What Does “Chardy” Mean Anyway?

I’ve been blogging about chardonnay, sometimes serious, sometimes irreverent, sharing my reviews and perspectives on my favorite varietal with you for a while now. If you know the story about how I got the nickname “Chardygirl”, you know it came from Australia nearly four years ago and it’s stuck ever since.

You see Australians shorten everything. Breakfast is “brekkie” (and yes, you can actually find that on menus and restaurant signs). Sunglasses are “sunnies” and tradesmen (plumbers, electricians, construction workers) are “tradies.” And if a name can’t be shortened, it gets changed altogether. A sweater is a “jumper,” a car trunk is a “boot,” and my husband, Gary’s name is “Gazza.” Go figure.

We just spent four weeks in Australia and I heard that term, “chardy,” used over and over again. In Dan Murphy’s, the local wine and spirits store which is the Australian equivalent of a Total Wine or Bev Mo, I heard staff members pointing me to the chardy section, asking others if they had recommendations for a good buttery chardy or telling me the regions for the best chardies (Margaret River, Yarra, and Limestone Coast).

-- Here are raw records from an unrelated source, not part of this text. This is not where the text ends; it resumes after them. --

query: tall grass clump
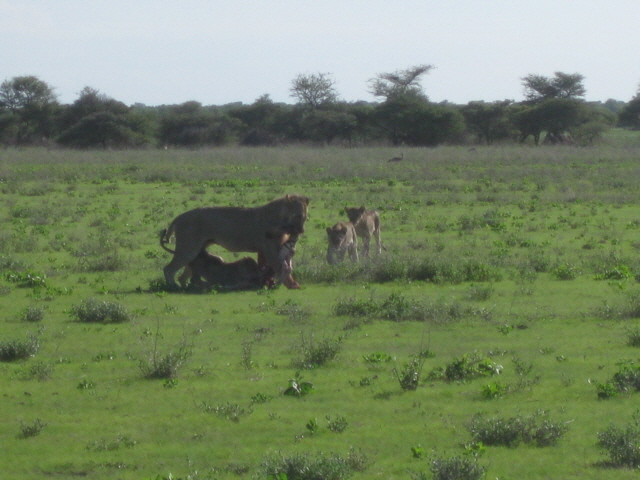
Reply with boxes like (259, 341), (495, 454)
(293, 334), (342, 370)
(71, 298), (133, 323)
(467, 411), (569, 447)
(429, 457), (485, 480)
(257, 449), (369, 480)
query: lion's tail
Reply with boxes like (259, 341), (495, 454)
(160, 223), (176, 254)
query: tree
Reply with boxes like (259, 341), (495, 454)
(522, 72), (586, 102)
(58, 87), (148, 149)
(618, 89), (640, 130)
(290, 73), (338, 110)
(369, 65), (434, 100)
(462, 100), (512, 145)
(159, 101), (241, 147)
(514, 72), (586, 145)
(0, 75), (58, 145)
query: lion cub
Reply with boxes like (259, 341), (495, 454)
(344, 206), (382, 257)
(327, 222), (358, 265)
(178, 249), (270, 290)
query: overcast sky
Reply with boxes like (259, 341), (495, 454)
(0, 0), (640, 105)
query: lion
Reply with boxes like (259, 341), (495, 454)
(178, 249), (272, 290)
(160, 195), (309, 288)
(327, 222), (358, 265)
(344, 206), (382, 257)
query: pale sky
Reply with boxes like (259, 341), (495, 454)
(0, 0), (640, 105)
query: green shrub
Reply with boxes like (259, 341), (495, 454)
(283, 372), (313, 397)
(430, 457), (485, 480)
(0, 334), (40, 362)
(429, 353), (503, 382)
(393, 355), (425, 391)
(138, 343), (192, 379)
(467, 412), (569, 447)
(598, 415), (640, 468)
(20, 306), (44, 323)
(71, 298), (132, 323)
(20, 418), (47, 438)
(294, 334), (342, 369)
(258, 450), (369, 480)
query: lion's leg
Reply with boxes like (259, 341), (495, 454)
(349, 243), (358, 263)
(178, 265), (193, 288)
(362, 235), (371, 257)
(373, 228), (382, 255)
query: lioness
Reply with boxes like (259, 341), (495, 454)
(178, 249), (270, 290)
(344, 206), (382, 257)
(160, 195), (309, 288)
(327, 222), (358, 265)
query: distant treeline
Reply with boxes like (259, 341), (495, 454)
(0, 69), (640, 149)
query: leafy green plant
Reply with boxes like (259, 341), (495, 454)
(70, 298), (133, 323)
(85, 435), (138, 452)
(0, 334), (40, 362)
(482, 382), (507, 400)
(305, 418), (320, 435)
(283, 372), (313, 397)
(467, 411), (569, 447)
(392, 355), (425, 390)
(326, 415), (349, 433)
(258, 449), (370, 480)
(20, 306), (44, 323)
(429, 456), (485, 480)
(429, 353), (503, 382)
(202, 402), (253, 423)
(362, 352), (393, 365)
(598, 412), (640, 468)
(20, 418), (47, 438)
(294, 334), (342, 369)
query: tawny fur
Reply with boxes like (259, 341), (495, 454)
(327, 222), (358, 265)
(178, 250), (269, 290)
(160, 195), (309, 288)
(344, 206), (382, 257)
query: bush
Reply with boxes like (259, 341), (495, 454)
(430, 457), (485, 480)
(258, 450), (369, 480)
(0, 334), (40, 362)
(467, 412), (569, 447)
(138, 345), (191, 379)
(429, 354), (503, 382)
(20, 307), (44, 323)
(598, 422), (640, 468)
(294, 335), (342, 369)
(71, 298), (132, 323)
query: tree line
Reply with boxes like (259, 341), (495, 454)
(0, 65), (640, 149)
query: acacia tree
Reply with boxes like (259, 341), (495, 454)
(514, 72), (586, 145)
(58, 87), (148, 148)
(369, 65), (464, 146)
(618, 84), (640, 130)
(290, 73), (338, 110)
(462, 100), (512, 145)
(0, 75), (58, 145)
(369, 65), (434, 101)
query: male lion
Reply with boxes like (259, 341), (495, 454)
(160, 195), (309, 288)
(327, 222), (358, 265)
(344, 206), (382, 257)
(178, 249), (270, 290)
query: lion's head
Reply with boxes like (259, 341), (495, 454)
(280, 195), (309, 235)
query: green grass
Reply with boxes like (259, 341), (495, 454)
(0, 141), (640, 480)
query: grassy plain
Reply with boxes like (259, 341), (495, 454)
(0, 135), (640, 480)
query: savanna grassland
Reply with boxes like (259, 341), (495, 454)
(0, 137), (640, 480)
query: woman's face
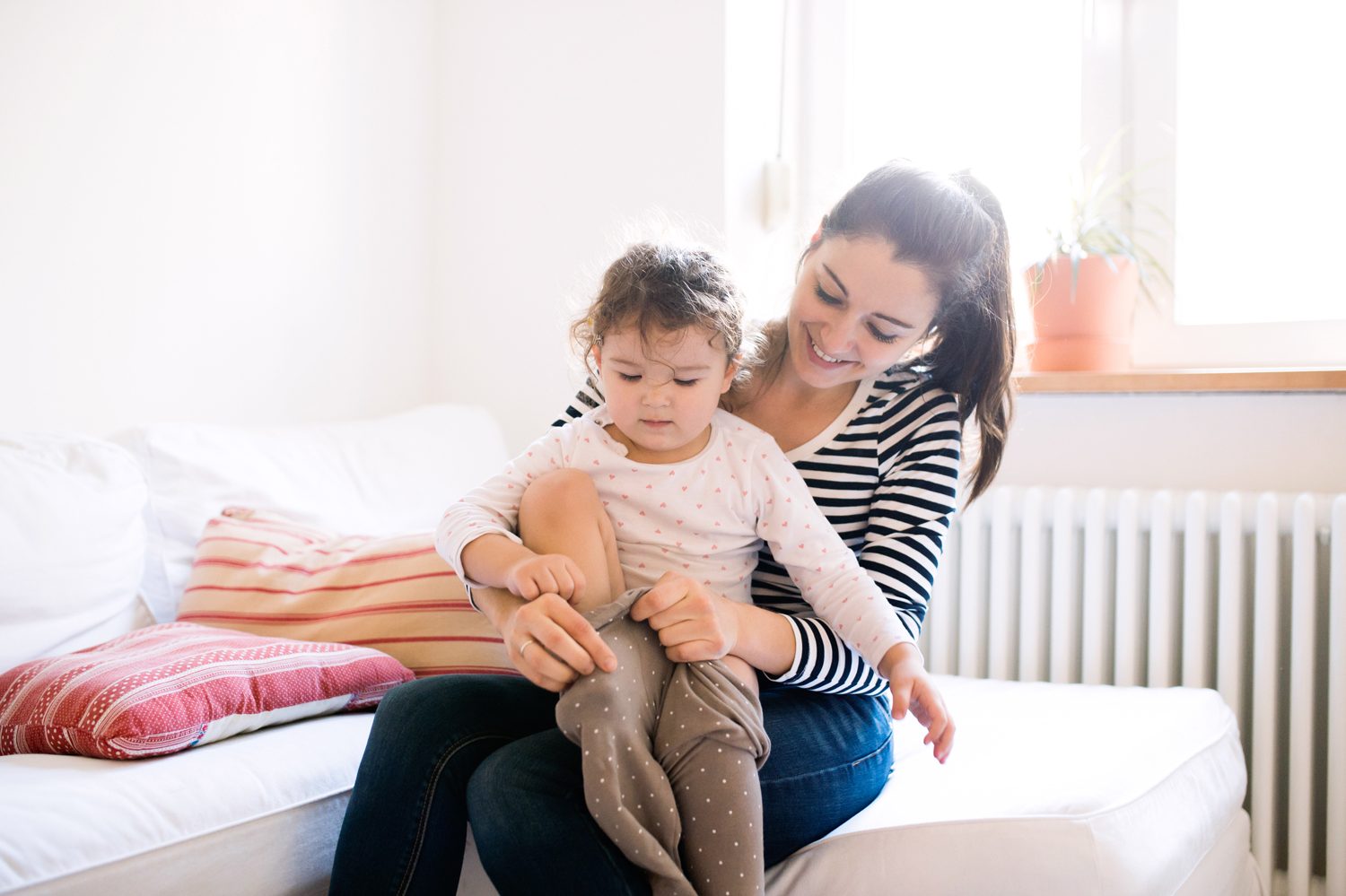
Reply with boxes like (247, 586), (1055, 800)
(788, 237), (940, 389)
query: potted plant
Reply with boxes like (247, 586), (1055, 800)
(1027, 135), (1168, 371)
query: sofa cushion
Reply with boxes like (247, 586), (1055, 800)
(0, 623), (412, 759)
(178, 508), (519, 675)
(0, 433), (150, 670)
(113, 404), (506, 622)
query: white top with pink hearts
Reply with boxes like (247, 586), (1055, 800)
(435, 405), (913, 669)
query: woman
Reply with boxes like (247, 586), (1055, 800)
(333, 164), (1014, 895)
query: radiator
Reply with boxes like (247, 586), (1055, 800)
(921, 487), (1346, 896)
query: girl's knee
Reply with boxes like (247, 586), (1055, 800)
(519, 470), (600, 516)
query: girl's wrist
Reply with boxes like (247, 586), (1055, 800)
(879, 640), (925, 681)
(729, 602), (796, 675)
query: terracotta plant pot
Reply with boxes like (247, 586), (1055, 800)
(1026, 256), (1141, 371)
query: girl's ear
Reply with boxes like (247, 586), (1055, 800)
(721, 355), (739, 396)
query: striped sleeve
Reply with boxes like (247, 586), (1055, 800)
(754, 384), (961, 694)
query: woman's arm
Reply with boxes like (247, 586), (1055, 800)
(632, 572), (796, 673)
(474, 588), (616, 693)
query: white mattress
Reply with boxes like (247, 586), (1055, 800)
(767, 675), (1256, 896)
(0, 677), (1257, 896)
(0, 713), (374, 896)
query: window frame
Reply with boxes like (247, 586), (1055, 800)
(796, 0), (1346, 370)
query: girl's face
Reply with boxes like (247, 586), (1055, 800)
(786, 237), (940, 389)
(594, 327), (735, 465)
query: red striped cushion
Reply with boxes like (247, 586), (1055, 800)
(0, 623), (412, 759)
(178, 508), (519, 677)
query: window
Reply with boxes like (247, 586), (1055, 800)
(800, 0), (1346, 368)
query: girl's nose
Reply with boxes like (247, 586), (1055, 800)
(643, 381), (673, 408)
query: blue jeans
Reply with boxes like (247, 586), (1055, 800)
(331, 675), (893, 896)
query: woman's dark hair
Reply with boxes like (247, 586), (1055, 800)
(571, 242), (756, 390)
(758, 161), (1015, 503)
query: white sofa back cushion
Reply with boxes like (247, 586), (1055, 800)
(0, 433), (150, 672)
(113, 404), (508, 622)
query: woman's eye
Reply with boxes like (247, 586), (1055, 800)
(813, 285), (842, 306)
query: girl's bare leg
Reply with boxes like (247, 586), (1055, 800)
(519, 470), (626, 613)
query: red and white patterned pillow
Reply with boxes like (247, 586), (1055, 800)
(178, 508), (519, 677)
(0, 623), (414, 759)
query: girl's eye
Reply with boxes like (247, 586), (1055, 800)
(870, 325), (898, 342)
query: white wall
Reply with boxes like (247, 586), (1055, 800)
(0, 0), (438, 433)
(433, 0), (724, 448)
(996, 393), (1346, 492)
(0, 0), (1346, 491)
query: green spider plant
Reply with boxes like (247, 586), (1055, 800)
(1034, 132), (1173, 307)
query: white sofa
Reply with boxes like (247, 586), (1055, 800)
(0, 405), (1260, 896)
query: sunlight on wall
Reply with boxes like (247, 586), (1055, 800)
(1174, 0), (1346, 325)
(847, 0), (1082, 283)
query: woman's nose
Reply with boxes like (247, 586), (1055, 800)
(818, 318), (855, 358)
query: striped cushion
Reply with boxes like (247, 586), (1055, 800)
(178, 508), (519, 677)
(0, 623), (412, 759)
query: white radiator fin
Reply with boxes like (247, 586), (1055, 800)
(922, 487), (1346, 896)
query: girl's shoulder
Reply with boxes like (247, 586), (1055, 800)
(711, 408), (775, 446)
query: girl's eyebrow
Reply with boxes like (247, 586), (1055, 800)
(818, 263), (913, 330)
(608, 358), (711, 374)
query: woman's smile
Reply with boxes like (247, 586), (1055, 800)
(809, 334), (855, 370)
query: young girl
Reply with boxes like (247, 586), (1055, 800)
(438, 244), (944, 895)
(333, 163), (1014, 896)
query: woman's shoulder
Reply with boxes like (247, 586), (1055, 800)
(552, 377), (605, 427)
(864, 368), (958, 412)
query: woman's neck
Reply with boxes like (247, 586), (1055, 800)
(737, 360), (861, 451)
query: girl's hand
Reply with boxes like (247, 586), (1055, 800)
(879, 643), (955, 764)
(632, 572), (739, 664)
(505, 554), (584, 605)
(500, 592), (616, 693)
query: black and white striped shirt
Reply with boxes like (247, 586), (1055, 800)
(556, 371), (961, 694)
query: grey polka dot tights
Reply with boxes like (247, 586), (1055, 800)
(556, 589), (770, 896)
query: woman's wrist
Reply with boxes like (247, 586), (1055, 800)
(473, 588), (524, 635)
(729, 603), (796, 675)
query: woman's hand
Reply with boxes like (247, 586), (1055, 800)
(879, 643), (955, 764)
(487, 591), (616, 693)
(632, 572), (739, 664)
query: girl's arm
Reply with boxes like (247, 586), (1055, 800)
(756, 387), (961, 694)
(435, 427), (573, 589)
(751, 446), (915, 669)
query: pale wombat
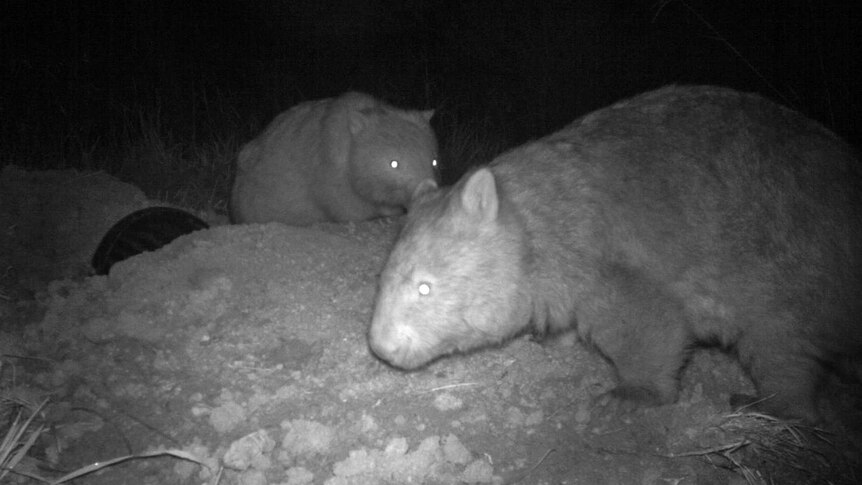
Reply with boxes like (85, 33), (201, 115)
(369, 87), (862, 422)
(231, 92), (439, 225)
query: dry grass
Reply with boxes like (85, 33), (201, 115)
(667, 412), (862, 485)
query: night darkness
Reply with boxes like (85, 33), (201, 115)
(0, 0), (862, 191)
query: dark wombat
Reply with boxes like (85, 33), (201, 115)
(369, 87), (862, 421)
(231, 92), (438, 225)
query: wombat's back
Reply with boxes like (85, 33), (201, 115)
(370, 87), (862, 420)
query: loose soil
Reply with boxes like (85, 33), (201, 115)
(0, 166), (862, 485)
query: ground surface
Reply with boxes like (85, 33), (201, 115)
(0, 167), (859, 485)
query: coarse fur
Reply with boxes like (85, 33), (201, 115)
(231, 92), (439, 225)
(369, 86), (862, 422)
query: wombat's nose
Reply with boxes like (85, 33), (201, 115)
(368, 322), (416, 367)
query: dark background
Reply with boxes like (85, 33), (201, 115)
(0, 0), (862, 185)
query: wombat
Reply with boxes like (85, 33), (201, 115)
(369, 86), (862, 422)
(231, 92), (439, 225)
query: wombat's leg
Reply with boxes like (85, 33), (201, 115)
(590, 265), (691, 406)
(731, 321), (823, 424)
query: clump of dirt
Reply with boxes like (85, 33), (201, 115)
(0, 170), (858, 485)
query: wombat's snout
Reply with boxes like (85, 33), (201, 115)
(368, 322), (421, 369)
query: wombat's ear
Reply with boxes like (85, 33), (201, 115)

At the Sydney Good Food and Wine Show, they had a whole class devoted to tasting chardies only. The instructor was kind enough to point me to the best chardy maker in the country for that good, old-fashioned chardonnay (and yes, we will be tasting and reviewing “Butterfingers” very soon.)

Even the Wine Selectors guy in the Sydney airport called them chardies. (Next time you are in the Melbourne or Sydney domestic airport terminal, you too, can kill time tasting the best Australian wines from boutique wineries for free by visiting the Wine Selector booth in the middle of the terminal.)

But it never occurred to me that you, my dear readers, might not understand why the name “Chardy Girl.”

So now you know. It’s Australia speak for chardonnay. I wonder if Napa would shudder at the thought?